Challenges at the Lithium Anode and Composite Cathode in All-Solid-State Batteries

Solid-state batteries using a lithium metal anode and a ceramic electrolyte promise to improve cell energy densities. However, cycling such cells at practical current densities and practical stack pressures often leads to cell failure. Much attention has been devoted to understanding the formation of voids on discharge (stripping lithium) and to dendrite penetration on charging (plating lithium). Both play an important role in the failure and will be discussed. Recently, we have considered contouring the Li/electrolyte interface as a strategy to mitigate dendrite formation. While a contoured interface can provide a higher surface area, inhomogeneous pressures and plating currents can limit improvements in the critical current density for dendrite formation.

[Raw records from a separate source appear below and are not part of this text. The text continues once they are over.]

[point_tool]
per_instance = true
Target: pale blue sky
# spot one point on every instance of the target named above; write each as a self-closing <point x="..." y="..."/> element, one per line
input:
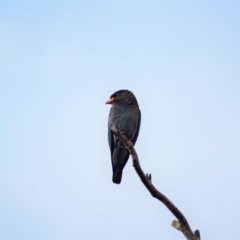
<point x="60" y="62"/>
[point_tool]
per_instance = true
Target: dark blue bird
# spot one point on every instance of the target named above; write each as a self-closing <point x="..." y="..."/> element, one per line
<point x="126" y="116"/>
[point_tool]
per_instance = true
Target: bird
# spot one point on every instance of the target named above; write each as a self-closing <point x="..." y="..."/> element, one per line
<point x="126" y="116"/>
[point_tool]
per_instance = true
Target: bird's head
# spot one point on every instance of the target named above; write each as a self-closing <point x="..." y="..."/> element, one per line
<point x="122" y="96"/>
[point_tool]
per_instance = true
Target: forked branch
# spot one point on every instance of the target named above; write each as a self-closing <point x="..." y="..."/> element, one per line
<point x="182" y="224"/>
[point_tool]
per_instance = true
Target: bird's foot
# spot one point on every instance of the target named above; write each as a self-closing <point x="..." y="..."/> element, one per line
<point x="130" y="144"/>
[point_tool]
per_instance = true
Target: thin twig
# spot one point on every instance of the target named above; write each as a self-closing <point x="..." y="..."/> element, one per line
<point x="182" y="224"/>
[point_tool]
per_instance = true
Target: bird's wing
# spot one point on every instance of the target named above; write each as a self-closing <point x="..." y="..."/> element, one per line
<point x="138" y="127"/>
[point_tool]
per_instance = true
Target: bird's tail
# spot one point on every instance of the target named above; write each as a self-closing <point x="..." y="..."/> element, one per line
<point x="117" y="175"/>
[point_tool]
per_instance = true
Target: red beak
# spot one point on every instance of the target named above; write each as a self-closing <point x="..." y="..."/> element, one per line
<point x="109" y="101"/>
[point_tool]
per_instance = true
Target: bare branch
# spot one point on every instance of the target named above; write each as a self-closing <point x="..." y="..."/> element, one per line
<point x="182" y="224"/>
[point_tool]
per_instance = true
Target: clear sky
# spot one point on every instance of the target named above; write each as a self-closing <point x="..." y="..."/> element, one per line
<point x="60" y="62"/>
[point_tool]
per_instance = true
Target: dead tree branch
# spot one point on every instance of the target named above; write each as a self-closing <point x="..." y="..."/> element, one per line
<point x="182" y="224"/>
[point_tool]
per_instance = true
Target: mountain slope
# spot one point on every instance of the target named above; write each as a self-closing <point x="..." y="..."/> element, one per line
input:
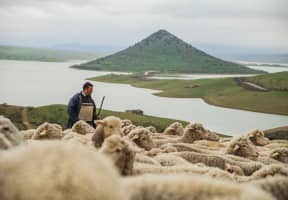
<point x="164" y="52"/>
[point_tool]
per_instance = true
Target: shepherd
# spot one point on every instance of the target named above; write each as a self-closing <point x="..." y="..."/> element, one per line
<point x="82" y="107"/>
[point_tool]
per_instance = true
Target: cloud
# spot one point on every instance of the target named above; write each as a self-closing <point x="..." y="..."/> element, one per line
<point x="257" y="23"/>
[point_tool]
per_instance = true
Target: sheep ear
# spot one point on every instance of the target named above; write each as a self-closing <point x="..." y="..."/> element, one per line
<point x="135" y="137"/>
<point x="98" y="122"/>
<point x="236" y="147"/>
<point x="275" y="154"/>
<point x="42" y="133"/>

The composite cathode presents at least as great a challenge as the lithium anode. Highly conducting solid electrolytes are required in the cathode to achieve high capacities at practical rates. Sulphide based solid electrolytes can do so but they suffer from low oxidative stability. This generally requires that the cathode active material (e.g., NMC811) be coated, to avoid deleterious oxidative decomposition reactions with the solid electrolyte, but these coatings add cost and complexity to manufacture. The reactions occurring in the composite cathode at the various interfaces with the cathode active material and the carbon’s requirement for good electronic transport will be considered.